Deuxième long métrage du cinéaste Sébastien Marnier , metteur en scène a suivre, après l'excellent 'Irréprochable" que j'avais beaucoup aimé à sa sortie qui transforme l'essai avec le troublant "L'heure de la sortie" !! L'ambiance de cette oeuvre est assez inquiétante, on suit dès le départ un professeur sautant mortellement d'une fenètre en plein cours dans un collège. Un prof suppléant prend la suite d'une classe de surdoués qui, petit à petit, va ètre interpellé par ses élèves avec des violences, des cours pas facile a diriger et l'enseignant va en suivre quelques uns qui ont des pratiques étranges entre eux. Sébastien Marnier arrive a créer une atmosphère bizarre dans le bon sens du terme car on est pris, on est même envouté par l'histoire avec une mise en scène solaire dans les lumières et maitrisé par le reste comme la musique par exemple. Je trouve même culotté mais avec classe qu'on fasse ce genre de film dans le cinéma Français mais c'est tant mieux. Laurent Lafitte montre l'étendu de son talent d'acteur en jouant un prof au bord de la crise de nerfs avec de remarquables jeunes comédiens à ses cotés plus Emmanuelle Bercot et Pascal Greggory dans les seconds roles . Un thriller original que je recommande.

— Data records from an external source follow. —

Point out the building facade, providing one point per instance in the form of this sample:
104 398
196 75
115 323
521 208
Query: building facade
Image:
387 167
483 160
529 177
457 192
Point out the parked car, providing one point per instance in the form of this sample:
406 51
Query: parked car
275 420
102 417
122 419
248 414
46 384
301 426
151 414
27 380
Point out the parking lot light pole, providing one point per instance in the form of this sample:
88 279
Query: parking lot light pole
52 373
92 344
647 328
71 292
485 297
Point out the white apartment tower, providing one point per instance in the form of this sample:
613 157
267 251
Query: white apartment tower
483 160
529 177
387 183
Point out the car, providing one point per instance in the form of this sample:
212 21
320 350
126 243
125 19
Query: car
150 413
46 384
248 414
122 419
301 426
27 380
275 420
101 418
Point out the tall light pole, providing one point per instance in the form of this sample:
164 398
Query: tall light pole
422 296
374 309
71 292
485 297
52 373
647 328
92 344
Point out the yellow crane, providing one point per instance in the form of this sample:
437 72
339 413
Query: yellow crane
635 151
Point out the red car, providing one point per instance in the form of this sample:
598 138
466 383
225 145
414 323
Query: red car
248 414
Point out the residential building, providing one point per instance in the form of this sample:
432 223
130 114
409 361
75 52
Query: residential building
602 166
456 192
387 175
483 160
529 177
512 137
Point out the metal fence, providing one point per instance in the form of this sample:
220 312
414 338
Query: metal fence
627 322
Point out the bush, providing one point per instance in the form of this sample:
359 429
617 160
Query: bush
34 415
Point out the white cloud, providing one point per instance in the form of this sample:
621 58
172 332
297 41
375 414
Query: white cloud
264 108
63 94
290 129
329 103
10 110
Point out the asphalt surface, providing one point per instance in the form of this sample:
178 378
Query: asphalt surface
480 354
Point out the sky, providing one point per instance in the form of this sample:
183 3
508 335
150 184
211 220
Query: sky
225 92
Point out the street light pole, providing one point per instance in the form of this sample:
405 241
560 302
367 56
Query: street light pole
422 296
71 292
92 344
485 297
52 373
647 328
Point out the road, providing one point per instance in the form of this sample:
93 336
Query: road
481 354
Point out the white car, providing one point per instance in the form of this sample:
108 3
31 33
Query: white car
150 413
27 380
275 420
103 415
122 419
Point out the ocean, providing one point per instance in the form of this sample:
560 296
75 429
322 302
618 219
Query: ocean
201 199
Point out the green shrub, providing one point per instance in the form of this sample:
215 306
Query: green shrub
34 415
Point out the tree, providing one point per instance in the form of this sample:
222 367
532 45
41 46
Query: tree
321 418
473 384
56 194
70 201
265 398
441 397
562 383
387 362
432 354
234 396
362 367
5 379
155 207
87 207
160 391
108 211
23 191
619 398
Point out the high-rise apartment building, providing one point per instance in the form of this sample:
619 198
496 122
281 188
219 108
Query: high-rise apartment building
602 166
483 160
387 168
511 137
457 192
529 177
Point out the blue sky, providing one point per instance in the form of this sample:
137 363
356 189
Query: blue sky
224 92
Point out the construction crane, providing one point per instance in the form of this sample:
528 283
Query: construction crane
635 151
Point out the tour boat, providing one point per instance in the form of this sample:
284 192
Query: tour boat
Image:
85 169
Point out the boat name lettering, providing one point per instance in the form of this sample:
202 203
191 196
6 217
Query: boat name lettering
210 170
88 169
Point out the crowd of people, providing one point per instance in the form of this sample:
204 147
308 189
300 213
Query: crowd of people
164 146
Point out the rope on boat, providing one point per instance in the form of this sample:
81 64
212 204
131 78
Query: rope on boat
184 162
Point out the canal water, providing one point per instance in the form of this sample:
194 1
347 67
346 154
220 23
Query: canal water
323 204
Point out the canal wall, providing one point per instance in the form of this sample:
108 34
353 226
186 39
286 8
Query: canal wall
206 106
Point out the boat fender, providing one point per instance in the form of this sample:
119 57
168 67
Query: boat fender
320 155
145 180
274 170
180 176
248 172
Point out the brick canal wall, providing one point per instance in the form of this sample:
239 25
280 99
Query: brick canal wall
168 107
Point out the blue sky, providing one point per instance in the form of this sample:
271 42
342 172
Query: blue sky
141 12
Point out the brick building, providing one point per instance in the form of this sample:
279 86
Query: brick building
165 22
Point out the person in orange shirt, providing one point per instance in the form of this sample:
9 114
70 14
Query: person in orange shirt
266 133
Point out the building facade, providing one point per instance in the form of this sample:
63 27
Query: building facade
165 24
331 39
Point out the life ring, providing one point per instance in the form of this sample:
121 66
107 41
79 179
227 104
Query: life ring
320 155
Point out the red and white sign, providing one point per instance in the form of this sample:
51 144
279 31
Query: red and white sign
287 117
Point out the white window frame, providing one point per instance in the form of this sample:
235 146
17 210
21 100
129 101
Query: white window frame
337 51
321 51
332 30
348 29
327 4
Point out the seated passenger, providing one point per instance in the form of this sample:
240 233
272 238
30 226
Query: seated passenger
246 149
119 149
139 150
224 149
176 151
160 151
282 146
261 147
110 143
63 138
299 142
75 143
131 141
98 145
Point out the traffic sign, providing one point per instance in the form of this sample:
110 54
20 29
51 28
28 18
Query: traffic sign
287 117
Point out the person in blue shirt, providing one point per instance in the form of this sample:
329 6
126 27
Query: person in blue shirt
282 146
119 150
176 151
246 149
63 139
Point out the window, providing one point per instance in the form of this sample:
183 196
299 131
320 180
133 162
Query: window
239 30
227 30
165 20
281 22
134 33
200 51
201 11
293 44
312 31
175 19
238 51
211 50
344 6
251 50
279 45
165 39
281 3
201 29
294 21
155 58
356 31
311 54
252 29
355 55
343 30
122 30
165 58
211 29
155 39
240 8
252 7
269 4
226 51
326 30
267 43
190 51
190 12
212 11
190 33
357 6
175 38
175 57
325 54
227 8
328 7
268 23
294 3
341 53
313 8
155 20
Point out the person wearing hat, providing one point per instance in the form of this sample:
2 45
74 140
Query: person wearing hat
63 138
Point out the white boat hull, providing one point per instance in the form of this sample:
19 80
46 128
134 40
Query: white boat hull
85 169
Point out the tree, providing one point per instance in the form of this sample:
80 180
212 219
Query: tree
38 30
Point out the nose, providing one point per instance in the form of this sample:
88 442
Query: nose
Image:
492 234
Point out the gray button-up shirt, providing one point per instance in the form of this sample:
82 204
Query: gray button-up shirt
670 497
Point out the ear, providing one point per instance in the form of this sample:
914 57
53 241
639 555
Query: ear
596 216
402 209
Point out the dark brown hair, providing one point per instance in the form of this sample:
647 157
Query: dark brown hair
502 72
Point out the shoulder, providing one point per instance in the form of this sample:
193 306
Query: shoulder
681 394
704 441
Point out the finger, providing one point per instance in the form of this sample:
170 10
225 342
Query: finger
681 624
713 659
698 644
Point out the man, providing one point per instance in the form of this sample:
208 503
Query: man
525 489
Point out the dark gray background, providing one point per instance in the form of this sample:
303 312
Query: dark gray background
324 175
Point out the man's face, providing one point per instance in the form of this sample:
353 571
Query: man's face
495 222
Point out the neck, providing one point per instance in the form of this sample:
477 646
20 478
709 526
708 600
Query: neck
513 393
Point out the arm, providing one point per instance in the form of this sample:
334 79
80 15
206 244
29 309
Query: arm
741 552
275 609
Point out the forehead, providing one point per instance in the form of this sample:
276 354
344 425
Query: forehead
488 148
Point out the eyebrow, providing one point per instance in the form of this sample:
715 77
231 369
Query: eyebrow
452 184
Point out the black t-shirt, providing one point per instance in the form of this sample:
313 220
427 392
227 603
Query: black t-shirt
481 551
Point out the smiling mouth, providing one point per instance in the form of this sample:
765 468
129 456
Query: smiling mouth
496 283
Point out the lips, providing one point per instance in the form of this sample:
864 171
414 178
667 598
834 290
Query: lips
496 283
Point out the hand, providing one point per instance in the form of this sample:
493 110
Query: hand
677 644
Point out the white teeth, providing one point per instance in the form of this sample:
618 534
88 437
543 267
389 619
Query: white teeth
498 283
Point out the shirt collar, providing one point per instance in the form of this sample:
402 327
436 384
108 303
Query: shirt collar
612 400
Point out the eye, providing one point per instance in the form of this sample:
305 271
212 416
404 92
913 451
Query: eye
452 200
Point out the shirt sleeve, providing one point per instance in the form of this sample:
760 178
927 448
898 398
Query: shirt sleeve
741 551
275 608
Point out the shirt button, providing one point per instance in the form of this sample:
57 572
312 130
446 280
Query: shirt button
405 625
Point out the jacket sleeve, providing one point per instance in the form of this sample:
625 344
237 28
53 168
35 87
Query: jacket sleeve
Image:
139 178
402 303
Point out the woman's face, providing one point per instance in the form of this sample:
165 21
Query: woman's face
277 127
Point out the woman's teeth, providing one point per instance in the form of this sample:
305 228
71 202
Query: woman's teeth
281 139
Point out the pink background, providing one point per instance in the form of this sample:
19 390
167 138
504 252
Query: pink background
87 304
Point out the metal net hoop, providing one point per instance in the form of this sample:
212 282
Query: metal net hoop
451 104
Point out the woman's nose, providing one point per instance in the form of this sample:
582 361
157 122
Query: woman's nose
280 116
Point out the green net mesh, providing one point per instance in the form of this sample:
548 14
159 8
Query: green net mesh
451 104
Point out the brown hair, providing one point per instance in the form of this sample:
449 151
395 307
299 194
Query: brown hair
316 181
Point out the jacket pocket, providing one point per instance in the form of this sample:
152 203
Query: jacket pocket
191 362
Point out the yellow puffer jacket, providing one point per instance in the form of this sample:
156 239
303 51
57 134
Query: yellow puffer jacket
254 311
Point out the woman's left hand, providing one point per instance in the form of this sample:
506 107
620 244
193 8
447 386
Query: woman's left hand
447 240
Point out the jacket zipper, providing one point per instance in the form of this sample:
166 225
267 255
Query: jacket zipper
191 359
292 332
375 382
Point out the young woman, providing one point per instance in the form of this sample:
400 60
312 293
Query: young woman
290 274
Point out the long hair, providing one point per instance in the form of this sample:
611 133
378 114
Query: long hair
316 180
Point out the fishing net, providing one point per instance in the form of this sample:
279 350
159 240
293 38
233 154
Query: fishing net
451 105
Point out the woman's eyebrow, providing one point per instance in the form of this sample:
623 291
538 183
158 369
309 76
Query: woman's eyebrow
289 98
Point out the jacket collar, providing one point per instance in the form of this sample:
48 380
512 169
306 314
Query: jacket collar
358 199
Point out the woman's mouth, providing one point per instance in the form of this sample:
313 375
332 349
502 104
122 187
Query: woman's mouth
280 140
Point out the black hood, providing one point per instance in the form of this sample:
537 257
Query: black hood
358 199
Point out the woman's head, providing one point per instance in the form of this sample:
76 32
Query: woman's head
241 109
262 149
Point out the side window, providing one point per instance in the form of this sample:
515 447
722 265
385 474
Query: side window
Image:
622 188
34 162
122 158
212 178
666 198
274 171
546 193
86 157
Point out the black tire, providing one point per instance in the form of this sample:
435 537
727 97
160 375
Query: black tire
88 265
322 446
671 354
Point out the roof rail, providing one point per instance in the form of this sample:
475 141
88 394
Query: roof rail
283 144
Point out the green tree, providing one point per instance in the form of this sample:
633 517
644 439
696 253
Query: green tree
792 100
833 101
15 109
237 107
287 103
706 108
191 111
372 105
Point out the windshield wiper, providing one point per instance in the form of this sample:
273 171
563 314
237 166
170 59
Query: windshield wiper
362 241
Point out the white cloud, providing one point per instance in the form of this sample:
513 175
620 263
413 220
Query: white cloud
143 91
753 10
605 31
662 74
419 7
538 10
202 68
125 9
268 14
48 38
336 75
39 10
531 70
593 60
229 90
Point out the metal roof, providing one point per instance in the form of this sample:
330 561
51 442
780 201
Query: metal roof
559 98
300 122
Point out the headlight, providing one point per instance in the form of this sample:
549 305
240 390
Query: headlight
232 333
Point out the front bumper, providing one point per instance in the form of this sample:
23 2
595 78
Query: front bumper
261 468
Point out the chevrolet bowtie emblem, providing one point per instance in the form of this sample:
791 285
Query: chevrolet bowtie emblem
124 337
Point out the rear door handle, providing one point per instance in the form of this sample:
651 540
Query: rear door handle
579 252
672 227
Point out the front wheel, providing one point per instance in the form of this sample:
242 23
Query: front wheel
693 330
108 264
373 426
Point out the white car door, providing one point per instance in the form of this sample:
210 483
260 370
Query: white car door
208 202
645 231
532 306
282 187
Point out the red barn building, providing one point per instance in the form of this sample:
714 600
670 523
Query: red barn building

Il y a quelques passage ennuyeux, où ça aurait pu donner plus de rythme, d'intérêt. La toute fin relève l'oeuvre. spoiler: On se dit qu'après tout, ce prof a fait tout ça pour presque rien. La réalisation est très belle. Les dialogues ne sont jamais superflus; par contre quelques scènes paraissent un peu trop redondantes. C'est donc un thriller (lent, brut, suggestif, non leste) mais question "film d'horreur", non, on ne va pas aller jusque là, non. Il n'y a pas tant de suspense que ça, à part dans la dernière partie. Laurent Lafitte joue bien (Sébastien Marnier a dit qu'il lui avait proposé un rôle de gay, ce qui ne veut rien dire, mais en tous cas on comprend mieux car ça n'est pas patent, son personnage ayant franchement quelque chose d'asexué). Emmanuelle Bercot apporte une certaine joie de vivre au milieu de gueules de type gothique nihiliste lourdingues. Au final, aligner la réussite scolaire sur une clairvoyance écologiste ultra pessimiste, est-ce sensé? Qu'est-ce que ça apporte? Disons que le roman (de Christophe Dufossé) est ainsi. On passe d'un collège de Touraine à une école catho, d'un prof d'histoire-géo à un prof de français, Eric devient Pierre... Pourquoi changer les références du roman? Cette liberté créative n'offre aucune plus-value.